Hives are a common side effect to a number of allergic reactions and those who get them all react differently. In medical circles, these hives are a skin condition called urticaria. One hive is considered a symptom of this urticaria but as most people develop more than one hive bump, thus the name hives.
Any location on the body is fair game to developing hives. However, the soles of the feet and palms of the hands are usually spared because the skin is tougher in these areas. Hives can happen to anyone, no matter the age, race or sex. They can also occur at any time of the year. About 1/5 of the population has had hives at least once or for some, it is a chronic condition.
What Hives Look Like
Hives look like red round bumps that have a spongy appearance which can change appearance quickly. The area around a hive can be red which doctors call a flare. Hives can vary in size from a millimeter or two to large bumps that cover the entire body.
Causes can vary when it comes to hives; however the biological process is the same. The capillaries dilate which allows fluid to leak into the surrounding areas of the epidermis.
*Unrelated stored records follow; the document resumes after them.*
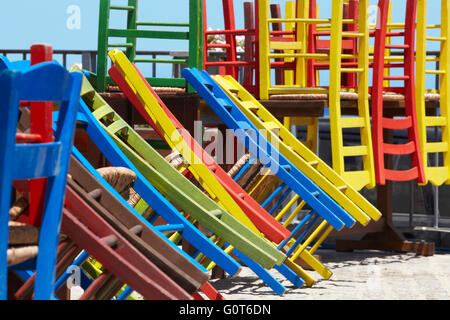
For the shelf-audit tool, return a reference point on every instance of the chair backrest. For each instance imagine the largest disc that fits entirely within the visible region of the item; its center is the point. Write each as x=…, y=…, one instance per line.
x=44, y=82
x=436, y=172
x=192, y=33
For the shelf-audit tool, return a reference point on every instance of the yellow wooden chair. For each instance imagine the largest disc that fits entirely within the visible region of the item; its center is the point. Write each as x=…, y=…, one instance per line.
x=296, y=50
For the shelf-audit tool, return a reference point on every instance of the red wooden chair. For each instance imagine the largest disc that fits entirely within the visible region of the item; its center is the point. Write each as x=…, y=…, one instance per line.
x=409, y=122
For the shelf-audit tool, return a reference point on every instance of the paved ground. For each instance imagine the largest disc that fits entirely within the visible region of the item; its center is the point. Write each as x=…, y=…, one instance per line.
x=367, y=275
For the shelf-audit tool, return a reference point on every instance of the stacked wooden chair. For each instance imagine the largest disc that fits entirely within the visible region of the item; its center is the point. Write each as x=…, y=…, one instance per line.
x=407, y=91
x=136, y=29
x=47, y=81
x=256, y=214
x=435, y=153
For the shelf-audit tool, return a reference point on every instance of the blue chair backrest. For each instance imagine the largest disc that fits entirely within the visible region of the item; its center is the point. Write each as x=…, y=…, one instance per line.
x=51, y=82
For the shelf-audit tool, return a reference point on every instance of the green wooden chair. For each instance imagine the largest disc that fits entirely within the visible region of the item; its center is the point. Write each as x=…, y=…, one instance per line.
x=193, y=34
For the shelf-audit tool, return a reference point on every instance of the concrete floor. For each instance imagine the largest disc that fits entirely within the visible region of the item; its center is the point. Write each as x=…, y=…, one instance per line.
x=360, y=275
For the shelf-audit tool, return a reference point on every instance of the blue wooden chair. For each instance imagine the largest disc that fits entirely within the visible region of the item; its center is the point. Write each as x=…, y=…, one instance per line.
x=152, y=196
x=44, y=82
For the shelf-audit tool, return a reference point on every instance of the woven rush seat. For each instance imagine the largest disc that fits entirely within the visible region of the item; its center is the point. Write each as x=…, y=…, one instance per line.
x=23, y=238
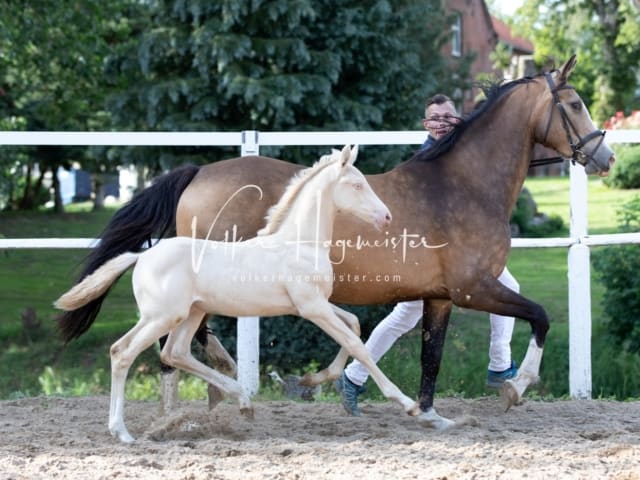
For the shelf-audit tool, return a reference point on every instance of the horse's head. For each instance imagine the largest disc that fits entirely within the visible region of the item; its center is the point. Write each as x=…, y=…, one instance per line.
x=354, y=195
x=565, y=124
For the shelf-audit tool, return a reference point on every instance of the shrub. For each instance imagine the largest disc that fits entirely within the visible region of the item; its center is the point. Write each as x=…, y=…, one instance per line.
x=528, y=222
x=626, y=171
x=617, y=267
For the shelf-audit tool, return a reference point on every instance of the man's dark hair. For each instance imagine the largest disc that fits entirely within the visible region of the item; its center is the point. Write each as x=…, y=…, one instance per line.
x=438, y=99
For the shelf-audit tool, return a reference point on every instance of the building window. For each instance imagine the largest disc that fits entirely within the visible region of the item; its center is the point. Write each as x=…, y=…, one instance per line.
x=456, y=35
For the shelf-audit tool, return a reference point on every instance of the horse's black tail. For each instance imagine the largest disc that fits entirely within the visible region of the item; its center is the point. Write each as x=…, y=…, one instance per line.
x=150, y=213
Once the hives start fading, this excess fluid is then reabsorbed into the body. Hives do not have a sore or blister on the surface of the skin. Rather, they have this fluid leakage below the outer surface of the skin. When you press on a hive bump, the area will whiten around it.
Hives Can Itch
Hives are quite itchy and this is because of all of the nerve endings at the surface of the epidermis, where the fluid leakage and swelling occurs. Some people experience very little itching. Others feel like taking a wire brush to their hives. One version of hives called angioedema does not typically cause itching because it affects the deeper skin tissues and even the lining of the stomach, larynx and more.
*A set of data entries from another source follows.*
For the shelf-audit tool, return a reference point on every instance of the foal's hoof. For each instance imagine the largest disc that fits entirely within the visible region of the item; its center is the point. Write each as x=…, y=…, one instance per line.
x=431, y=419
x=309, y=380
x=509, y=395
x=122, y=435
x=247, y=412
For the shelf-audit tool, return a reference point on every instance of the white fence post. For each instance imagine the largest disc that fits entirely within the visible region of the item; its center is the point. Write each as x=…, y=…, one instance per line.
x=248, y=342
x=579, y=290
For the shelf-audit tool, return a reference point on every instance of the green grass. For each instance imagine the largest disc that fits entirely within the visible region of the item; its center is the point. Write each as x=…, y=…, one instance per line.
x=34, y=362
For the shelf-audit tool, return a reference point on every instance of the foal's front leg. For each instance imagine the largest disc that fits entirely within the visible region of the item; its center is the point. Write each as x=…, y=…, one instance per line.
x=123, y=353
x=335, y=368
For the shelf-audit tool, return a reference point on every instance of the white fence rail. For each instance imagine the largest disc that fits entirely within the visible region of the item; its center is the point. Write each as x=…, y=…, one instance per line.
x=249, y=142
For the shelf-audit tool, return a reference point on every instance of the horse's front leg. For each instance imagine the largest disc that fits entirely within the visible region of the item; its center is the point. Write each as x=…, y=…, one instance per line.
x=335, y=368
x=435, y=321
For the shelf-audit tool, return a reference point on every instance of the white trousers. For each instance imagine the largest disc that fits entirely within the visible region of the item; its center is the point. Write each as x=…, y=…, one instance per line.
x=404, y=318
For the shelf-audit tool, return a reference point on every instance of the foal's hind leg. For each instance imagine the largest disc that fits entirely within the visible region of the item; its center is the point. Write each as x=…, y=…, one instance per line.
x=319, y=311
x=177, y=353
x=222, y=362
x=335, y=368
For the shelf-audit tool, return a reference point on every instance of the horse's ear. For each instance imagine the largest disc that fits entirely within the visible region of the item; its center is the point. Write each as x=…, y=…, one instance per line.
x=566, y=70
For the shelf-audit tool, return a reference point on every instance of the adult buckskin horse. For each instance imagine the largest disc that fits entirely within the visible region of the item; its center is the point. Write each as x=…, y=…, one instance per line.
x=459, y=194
The release of histamine occurs when hives form. Histamine is contained within certain white blood cells which are then released when certain triggers occur. These triggers can be virtually anything. Allergic reactions are common. You may break out in hives if you eat shellfish and you are allergic. A thyroid condition or sinus infection could trigger hives.
Some people get hives after excessive exercise or even a sudden drop in temperature. There are a variety of causes that can induce hives as well. Most cases of hives can be treated with the same parameters however, regardless of the trigger. Antihistamines are the first line of defense since it is histamines that are released to cause the hives. Over the counter antihistamines like Benadryl can work but your doctor could prescribe something without drowsiness side effects.
For serious cases of hives, epinephrine may be used. However, its effects are short-term and are usually used in conjunction with a severe allergic reaction. All in all, there are quite a few causes of hives and just as many treatment options.